April 27th 2015 at 11:07AM
UPDATED April 27th 2015 at 12:08PM
The importance of video content

Re:creation's Katy Fletcher preaches the power of videos for engaging consumers with brands, having enjoyed success with Razor's series of Ken Box parodies.

These days we all understand the importance of the internet when it comes to a solid marketing programme. 

Target audiences are spreading themselves thin when it comes to absorbing a multitude of different media. In the sea of online collateral though, video content can still be seen by many as a ‘nice to do’.

It is however an incredibly powerful tool that can engage and inspire consumers on a vastly different level to traditional TV and, in the right circumstances, hit far greater numbers too.

Why then is video content so often just an AOB on the marketing agenda?

Repeated studies on video content revealed consumers are at least 50 per cent more likely to buy something if they have viewed an accompanying video.

While price is always going to be a factor, in a line-up of comparable products it stands to reason that the one painting the most vivid picture of itself will stand out. 
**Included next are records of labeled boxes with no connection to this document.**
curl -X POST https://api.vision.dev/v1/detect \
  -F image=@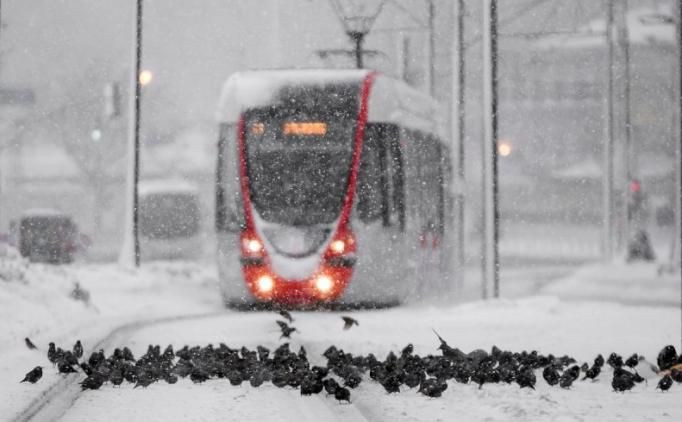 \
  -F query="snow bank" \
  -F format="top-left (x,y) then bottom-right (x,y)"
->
top-left (0, 255), bottom-right (222, 415)
top-left (543, 261), bottom-right (681, 308)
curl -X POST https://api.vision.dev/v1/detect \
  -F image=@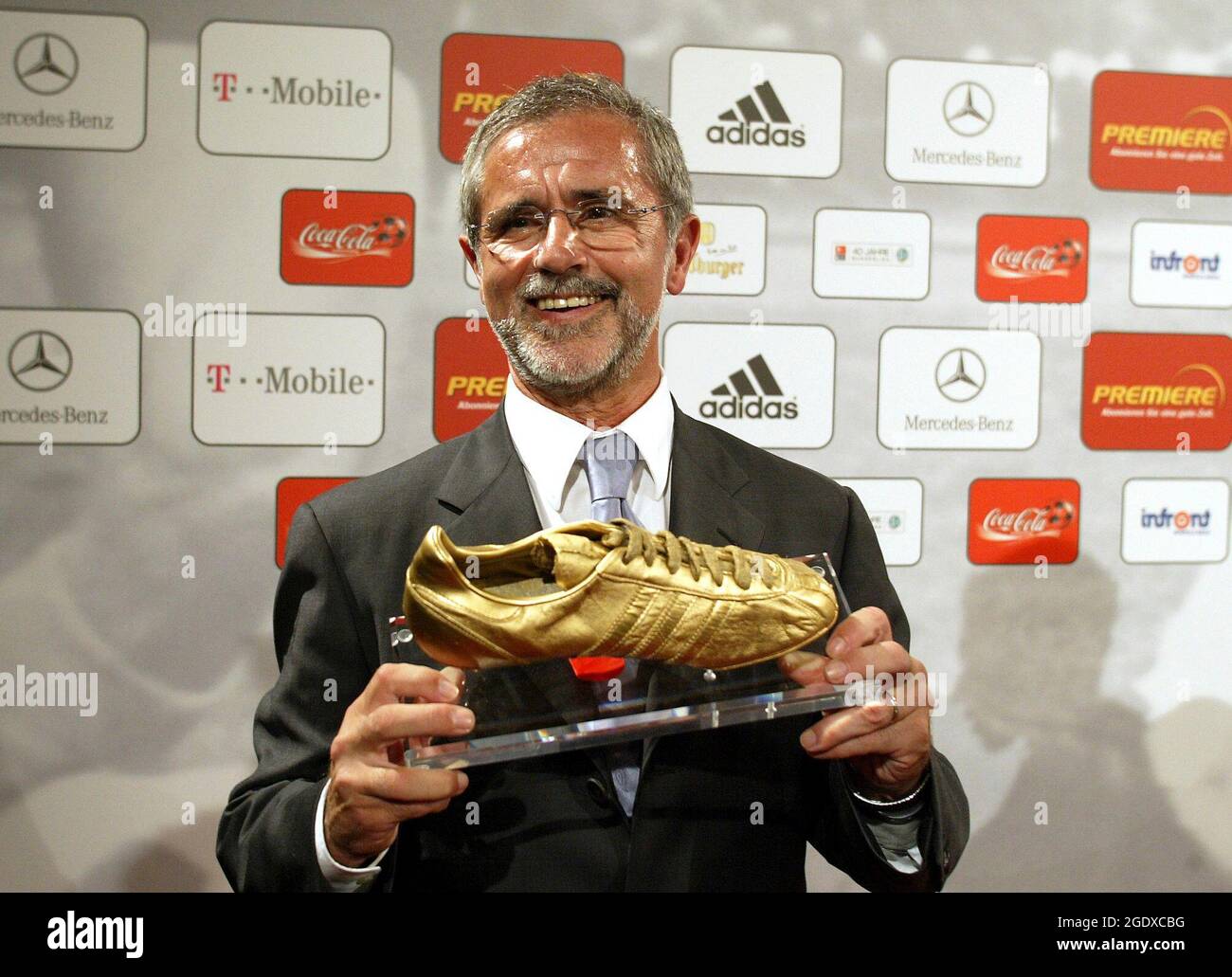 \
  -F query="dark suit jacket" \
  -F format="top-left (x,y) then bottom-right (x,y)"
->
top-left (217, 398), bottom-right (969, 892)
Demo videos are a simple starting point for any video asset library and, they don’t need to break the bank. They have a multitude of uses as well as supporting online retail.

Done the right way, spend involved in production could also be gained back in consumer response time needed. 

A Razor FAQ video, which we created in house with willing volunteers, has generated over 180,000 views, reiterating the point that money isn’t everything when it comes to assets.

Viral videos are clearly the golden goose here. 

Big engagement numbers are always going to be exciting and we’ve been fortunate to see some of this elusive viral success for Razor with the Ken Box Crazy Cart Gymkhana parody YouTube videos, with combined views of over four million.

Of course, virality is something that can’t be planned for or guaranteed, and this is very likely the reason that as marketers, we can shy away from investing in this kind of material. 

Only the consumer can decide what they feel is worthy of sharing but the real bottom line is that numbers aren’t everything. They’re nice of course, but quality of engagement is more important.

Video expressing a unique brand personality, a sense of fun or forging an emotional connection with an audience has the chance to deliver something that may otherwise be impossible through TV advertising. It may also be the seed to motivate your fans into action. 

We’re certainly seeing that with consumers creating their own Crazy Cart videos.

A little imagination could go a long way.